On this basis, the court held that the leases in the Trident case were ISCs and therefore excluded from UCTA.

Implications for lessors and key drafting points

The fact that the Court of Appeal has applied a “sensible” and “commercial” construction of section 26(4)(a) is good news for lessors. However, the courts still have a common law power to interpret exclusion clauses so that they do not protect a lessor.  

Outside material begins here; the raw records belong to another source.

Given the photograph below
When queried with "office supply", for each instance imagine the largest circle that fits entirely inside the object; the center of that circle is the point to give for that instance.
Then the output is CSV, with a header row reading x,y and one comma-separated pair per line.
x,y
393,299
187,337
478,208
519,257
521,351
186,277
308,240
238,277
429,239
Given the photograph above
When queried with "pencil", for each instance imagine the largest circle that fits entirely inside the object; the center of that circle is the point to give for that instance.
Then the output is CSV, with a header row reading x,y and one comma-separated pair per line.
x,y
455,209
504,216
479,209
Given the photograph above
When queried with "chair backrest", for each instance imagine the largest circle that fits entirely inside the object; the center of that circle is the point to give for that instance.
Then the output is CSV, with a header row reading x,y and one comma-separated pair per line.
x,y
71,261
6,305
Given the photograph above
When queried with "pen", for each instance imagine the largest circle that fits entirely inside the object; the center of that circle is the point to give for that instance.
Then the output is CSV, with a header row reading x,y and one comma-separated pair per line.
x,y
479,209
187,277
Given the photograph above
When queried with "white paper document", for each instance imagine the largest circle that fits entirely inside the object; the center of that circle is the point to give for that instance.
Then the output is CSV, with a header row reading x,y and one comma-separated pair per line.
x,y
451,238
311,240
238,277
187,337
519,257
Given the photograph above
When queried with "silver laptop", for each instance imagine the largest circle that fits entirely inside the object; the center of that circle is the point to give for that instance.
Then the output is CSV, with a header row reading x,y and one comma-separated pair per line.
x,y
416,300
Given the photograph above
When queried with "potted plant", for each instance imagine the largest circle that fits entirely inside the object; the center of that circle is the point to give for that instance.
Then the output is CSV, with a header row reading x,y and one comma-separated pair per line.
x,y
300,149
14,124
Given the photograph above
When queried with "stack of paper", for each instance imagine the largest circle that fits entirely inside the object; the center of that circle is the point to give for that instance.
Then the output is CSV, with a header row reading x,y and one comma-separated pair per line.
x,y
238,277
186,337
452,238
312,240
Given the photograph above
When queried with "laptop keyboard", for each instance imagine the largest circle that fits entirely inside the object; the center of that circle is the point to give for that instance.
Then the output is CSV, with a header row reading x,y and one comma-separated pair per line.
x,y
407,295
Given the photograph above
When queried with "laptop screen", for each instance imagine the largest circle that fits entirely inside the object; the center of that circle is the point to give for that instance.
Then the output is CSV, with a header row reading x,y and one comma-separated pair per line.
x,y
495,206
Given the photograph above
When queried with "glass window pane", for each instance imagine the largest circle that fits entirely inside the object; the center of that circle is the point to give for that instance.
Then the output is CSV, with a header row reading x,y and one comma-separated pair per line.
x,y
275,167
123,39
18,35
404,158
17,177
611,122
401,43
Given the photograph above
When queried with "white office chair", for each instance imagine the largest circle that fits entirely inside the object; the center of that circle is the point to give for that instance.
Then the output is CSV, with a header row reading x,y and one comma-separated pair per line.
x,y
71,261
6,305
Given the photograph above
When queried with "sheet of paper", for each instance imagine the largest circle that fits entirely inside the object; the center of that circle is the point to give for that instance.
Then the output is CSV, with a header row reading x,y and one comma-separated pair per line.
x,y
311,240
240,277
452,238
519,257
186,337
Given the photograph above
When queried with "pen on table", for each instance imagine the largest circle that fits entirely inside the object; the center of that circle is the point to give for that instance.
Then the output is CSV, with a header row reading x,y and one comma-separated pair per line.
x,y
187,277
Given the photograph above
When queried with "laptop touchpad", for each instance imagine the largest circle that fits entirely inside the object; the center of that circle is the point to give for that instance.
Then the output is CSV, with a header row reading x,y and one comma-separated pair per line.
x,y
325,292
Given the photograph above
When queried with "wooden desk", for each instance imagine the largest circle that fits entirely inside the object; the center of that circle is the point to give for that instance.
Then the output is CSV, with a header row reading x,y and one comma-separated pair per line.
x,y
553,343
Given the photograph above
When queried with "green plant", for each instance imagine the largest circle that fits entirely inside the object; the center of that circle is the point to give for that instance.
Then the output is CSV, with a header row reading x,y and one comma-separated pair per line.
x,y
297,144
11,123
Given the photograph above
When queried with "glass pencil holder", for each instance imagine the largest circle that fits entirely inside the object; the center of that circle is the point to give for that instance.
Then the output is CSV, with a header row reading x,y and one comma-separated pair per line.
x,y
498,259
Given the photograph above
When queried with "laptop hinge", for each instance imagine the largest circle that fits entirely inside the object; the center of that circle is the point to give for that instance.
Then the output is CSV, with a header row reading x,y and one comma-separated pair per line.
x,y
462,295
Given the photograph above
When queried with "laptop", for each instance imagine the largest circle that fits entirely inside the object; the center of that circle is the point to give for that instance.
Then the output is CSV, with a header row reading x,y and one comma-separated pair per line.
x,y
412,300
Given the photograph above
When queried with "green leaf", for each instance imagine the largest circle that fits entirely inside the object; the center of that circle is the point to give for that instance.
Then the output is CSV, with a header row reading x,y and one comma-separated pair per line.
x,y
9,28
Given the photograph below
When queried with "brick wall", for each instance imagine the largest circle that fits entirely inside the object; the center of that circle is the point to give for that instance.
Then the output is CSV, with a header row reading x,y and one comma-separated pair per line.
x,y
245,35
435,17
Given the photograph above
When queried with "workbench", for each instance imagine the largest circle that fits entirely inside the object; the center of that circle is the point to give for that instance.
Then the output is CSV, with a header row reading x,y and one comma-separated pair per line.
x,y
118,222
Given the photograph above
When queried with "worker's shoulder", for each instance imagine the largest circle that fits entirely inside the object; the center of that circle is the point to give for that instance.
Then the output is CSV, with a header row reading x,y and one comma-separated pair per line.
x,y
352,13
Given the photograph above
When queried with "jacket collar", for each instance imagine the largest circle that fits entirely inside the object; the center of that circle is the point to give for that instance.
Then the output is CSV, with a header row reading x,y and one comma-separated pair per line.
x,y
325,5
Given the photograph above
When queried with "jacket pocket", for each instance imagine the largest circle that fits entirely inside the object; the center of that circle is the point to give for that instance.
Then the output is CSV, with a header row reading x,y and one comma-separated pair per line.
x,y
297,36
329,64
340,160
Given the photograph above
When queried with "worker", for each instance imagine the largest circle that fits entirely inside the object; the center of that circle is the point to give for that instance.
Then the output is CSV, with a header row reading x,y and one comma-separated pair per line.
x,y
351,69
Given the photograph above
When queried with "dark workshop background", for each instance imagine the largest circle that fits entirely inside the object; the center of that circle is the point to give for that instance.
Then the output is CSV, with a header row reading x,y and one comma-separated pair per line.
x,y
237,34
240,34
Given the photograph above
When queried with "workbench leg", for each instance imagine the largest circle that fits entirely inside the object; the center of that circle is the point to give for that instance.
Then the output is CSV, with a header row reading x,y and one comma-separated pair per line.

This is a complex area, but certain drafting practices can increase the chances a court will uphold a lessor’s exclusion clause. These include:  

  • making the exclusion prominent and easy to find;  
  • ensuring the exclusion is clear, coherent and makes commercial sense. Anything one cannot decode without a cold towel on one’s head may be a gift to the lessee;  
  • reducing ambiguity. The courts are likely to resolve ambiguities in an exclusion against the person who drafted the lease;  
  • putting any exclusion you consider suspect into a separate clause. If a court strikes this clause out this may help leave the other exclusions intact;  
  • clearly and specifically covering all relevant causes of action, categories of loss and remedies; and  
  • using the correct technical terms when seeking to exclude set-off, abatement, counterclaim and analogous remedies. This may make your “hell or high water” language more flame- and waterproof. The courts have held, for example, that saying payment must be made “without deduction” does not prevent the paying party from exercising set-off.